The Two Infrastructures

The two different infrastructures are contrasted in Fig. 1.2.10.

Fig. 1.2.10
Fig. 1.2.10 Two different infrastructures.

Without much effort, it is seen that the infrastructures surrounding big data and structured data are quite different. The infrastructure surrounding big data is quite simple and streamlined. The infrastructure surrounding structured DBMS data is elaborate and anything but streamlined.

There is then no argument as to the fact that there are significant differences between the infrastructure of repetitive structured data and repetitive big data.

What's Being Optimized?

When looking at the two infrastructures, it is natural to ask—what is being optimized by the different infrastructures. In the case of big data, the optimization of the infrastructure is on the ability of the system to manage almost unlimited amounts of data. Fig. 1.2.11 shows that with the infrastructure of big data, adding new data is a very easy and streamlined thing to do.

Fig. 1.2.11
Fig. 1.2.11 Optimal for storing massive amounts of data.

But the infrastructure behind a structured DBMS is optimized for something quite different than managing huge amounts of data. In the case of the structured DBMS environment, the optimization is on the ability to find any one given unit of data quickly and efficiently.

Fig. 1.2.12 shows the optimization of the infrastructure of a standard structured DBMS.

Fig. 1.2.12
Fig. 1.2.12 Optimal for direct online access of data.

Comparing the Two Infrastructures

Another way to think of the different infrastructures is in terms of the amount of data and overhead required to find a given unit of data. In order to find a given unit of data, the big data environment has to search through a whole host of data. Many input/output operations (I/Os) have got to be done to find a given item. To find that same item in a structured DBMS environment, only a few I/Os need to be done. So if you want to optimize on the speed of access of data, the standard structured DBMS is the way to go.
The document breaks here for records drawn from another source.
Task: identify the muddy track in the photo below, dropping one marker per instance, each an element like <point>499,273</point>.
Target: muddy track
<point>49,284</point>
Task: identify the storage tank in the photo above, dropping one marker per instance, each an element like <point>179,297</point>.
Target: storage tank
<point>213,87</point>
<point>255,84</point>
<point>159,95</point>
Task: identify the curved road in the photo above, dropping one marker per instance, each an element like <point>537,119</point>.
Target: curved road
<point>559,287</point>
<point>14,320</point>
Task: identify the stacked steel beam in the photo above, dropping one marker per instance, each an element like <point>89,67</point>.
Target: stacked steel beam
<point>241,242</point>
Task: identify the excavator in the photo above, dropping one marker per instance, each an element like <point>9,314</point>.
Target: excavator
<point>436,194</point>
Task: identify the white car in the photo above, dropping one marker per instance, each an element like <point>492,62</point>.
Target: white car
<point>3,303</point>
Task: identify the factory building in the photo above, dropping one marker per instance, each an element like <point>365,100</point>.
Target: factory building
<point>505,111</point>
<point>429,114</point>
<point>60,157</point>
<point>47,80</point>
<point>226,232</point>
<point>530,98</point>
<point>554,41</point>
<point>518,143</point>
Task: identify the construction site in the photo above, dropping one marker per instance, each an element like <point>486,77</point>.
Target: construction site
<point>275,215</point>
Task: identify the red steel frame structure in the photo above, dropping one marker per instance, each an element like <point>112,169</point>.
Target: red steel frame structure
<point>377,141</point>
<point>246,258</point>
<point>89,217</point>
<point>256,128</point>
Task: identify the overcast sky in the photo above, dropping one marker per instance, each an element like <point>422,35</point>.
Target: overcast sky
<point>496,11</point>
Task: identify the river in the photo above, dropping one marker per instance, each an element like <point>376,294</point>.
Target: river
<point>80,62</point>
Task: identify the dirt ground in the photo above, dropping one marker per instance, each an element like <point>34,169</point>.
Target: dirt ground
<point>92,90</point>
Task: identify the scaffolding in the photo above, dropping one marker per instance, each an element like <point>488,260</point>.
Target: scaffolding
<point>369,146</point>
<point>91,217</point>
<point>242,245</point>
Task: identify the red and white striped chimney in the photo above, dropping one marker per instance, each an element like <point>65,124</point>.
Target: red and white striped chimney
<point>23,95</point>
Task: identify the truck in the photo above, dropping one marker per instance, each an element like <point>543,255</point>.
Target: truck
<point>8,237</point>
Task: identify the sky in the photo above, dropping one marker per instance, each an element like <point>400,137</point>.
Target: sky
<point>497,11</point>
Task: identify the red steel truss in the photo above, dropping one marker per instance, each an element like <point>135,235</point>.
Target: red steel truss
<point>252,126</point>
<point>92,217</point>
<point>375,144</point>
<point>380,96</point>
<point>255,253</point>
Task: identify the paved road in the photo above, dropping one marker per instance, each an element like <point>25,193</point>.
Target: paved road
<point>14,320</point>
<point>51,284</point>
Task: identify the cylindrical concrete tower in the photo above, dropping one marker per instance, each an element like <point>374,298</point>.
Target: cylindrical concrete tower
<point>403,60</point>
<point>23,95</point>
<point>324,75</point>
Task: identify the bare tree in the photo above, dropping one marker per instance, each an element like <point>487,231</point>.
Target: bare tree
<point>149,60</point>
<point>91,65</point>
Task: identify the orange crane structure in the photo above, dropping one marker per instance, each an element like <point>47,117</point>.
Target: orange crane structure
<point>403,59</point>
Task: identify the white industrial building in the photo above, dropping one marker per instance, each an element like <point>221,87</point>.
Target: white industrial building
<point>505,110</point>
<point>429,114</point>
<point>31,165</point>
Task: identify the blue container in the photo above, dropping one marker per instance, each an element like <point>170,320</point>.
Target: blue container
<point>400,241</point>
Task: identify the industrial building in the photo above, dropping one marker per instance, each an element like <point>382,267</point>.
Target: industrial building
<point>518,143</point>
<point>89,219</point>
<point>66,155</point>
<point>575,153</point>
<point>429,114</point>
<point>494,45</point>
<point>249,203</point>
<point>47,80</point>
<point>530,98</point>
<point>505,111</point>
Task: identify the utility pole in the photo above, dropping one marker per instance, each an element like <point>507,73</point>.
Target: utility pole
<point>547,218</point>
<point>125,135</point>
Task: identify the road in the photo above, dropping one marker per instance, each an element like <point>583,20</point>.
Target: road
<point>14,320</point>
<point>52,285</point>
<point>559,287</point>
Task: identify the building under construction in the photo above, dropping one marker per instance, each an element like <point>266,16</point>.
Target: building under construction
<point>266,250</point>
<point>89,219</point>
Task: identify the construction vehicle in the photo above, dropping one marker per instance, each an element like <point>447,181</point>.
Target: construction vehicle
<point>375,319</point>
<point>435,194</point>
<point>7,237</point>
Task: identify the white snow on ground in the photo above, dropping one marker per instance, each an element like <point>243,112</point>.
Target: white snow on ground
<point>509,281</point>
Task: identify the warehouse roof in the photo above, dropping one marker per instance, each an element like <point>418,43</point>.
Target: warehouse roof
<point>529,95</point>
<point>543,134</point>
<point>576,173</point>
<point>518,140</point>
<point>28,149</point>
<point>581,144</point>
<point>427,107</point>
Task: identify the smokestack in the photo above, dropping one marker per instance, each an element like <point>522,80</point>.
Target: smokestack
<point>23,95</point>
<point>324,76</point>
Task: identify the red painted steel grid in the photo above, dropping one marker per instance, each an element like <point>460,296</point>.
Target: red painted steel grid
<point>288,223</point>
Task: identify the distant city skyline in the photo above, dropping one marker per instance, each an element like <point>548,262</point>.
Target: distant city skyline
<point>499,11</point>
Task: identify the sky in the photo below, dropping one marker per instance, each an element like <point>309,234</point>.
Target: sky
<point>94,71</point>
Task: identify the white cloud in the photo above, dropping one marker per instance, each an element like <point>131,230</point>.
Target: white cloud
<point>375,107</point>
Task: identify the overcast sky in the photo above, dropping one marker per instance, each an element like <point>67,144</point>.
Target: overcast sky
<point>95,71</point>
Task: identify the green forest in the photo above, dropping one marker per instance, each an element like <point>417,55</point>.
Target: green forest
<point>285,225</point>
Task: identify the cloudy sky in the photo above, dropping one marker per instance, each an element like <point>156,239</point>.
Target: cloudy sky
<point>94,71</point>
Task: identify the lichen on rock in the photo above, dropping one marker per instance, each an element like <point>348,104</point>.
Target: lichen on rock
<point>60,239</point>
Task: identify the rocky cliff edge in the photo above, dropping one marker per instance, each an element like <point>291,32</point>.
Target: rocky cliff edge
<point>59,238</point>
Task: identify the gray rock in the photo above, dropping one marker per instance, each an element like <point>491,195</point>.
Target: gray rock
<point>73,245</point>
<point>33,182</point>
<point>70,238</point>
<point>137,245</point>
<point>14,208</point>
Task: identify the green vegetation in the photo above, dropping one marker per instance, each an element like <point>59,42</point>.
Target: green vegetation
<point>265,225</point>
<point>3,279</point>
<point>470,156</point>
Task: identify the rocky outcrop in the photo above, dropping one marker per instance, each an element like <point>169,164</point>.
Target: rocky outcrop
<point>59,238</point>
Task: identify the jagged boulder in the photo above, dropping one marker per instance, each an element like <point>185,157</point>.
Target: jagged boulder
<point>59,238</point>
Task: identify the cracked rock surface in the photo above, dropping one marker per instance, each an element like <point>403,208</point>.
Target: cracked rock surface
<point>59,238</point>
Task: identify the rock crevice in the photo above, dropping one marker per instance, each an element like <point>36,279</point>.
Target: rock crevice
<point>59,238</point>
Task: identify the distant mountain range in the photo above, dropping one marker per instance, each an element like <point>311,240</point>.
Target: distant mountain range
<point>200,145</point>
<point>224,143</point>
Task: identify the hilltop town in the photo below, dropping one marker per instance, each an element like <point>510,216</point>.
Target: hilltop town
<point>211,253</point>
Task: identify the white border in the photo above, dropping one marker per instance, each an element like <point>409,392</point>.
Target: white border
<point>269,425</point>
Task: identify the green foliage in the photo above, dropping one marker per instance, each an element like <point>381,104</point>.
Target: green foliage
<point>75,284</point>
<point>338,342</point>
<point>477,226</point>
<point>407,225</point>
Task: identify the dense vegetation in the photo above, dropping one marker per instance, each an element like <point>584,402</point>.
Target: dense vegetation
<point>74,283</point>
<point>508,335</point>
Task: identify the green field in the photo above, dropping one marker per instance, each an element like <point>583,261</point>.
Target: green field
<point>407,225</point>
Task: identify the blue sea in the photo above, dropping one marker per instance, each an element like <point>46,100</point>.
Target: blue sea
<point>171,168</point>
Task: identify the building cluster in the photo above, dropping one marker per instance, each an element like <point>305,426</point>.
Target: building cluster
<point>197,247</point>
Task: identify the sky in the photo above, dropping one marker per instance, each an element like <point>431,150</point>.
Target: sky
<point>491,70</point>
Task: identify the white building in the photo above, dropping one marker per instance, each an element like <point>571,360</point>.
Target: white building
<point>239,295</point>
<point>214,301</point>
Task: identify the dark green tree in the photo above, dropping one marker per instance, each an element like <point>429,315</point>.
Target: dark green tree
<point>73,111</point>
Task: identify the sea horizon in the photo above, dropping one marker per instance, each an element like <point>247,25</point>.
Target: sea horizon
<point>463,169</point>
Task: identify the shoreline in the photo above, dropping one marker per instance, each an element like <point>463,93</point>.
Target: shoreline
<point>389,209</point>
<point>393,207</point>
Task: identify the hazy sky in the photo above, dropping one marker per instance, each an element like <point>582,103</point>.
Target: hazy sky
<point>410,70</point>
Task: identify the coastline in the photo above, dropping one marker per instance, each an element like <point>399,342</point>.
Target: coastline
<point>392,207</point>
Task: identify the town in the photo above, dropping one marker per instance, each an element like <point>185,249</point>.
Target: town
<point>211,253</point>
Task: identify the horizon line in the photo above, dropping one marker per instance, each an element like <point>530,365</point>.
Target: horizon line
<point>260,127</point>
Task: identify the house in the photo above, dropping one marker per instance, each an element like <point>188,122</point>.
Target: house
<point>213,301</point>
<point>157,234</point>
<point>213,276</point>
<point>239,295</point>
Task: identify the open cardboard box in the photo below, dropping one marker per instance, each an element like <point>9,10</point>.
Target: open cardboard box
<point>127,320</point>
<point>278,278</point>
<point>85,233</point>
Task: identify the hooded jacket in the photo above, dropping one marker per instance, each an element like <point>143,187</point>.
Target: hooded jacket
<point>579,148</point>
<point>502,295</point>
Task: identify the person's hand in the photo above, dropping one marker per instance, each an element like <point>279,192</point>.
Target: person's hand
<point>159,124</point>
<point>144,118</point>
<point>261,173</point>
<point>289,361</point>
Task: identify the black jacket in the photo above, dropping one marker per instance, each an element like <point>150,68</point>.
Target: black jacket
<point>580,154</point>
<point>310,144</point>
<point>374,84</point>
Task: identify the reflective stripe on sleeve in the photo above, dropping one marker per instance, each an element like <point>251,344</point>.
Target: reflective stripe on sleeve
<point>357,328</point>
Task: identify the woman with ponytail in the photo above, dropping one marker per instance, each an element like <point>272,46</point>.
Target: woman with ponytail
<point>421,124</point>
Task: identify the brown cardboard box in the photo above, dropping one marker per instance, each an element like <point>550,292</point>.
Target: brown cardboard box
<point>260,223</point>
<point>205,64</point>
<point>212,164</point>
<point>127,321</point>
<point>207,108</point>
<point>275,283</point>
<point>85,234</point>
On the other hand, in order to achieve the speed of access, an elaborate infrastructure for data is required by the standard structured DBMS. An infrastructure must be both built and maintained over time, as data change. A considerable amount of system resources is required for the building and maintenance of this infrastructure. But when it comes to big data, the infrastructure required to be built and maintained is nil. The big data infrastructure is built easily and maintained very easily.

This section began with the proposition that repetitive data can be found in both the structured and big data environment. At first glance, the repetitive data are the same or are very similar. But when you look at the infrastructure and the mechanics implied in the infrastructure, it is seen that the repetitive data in each of the environments are indeed very different.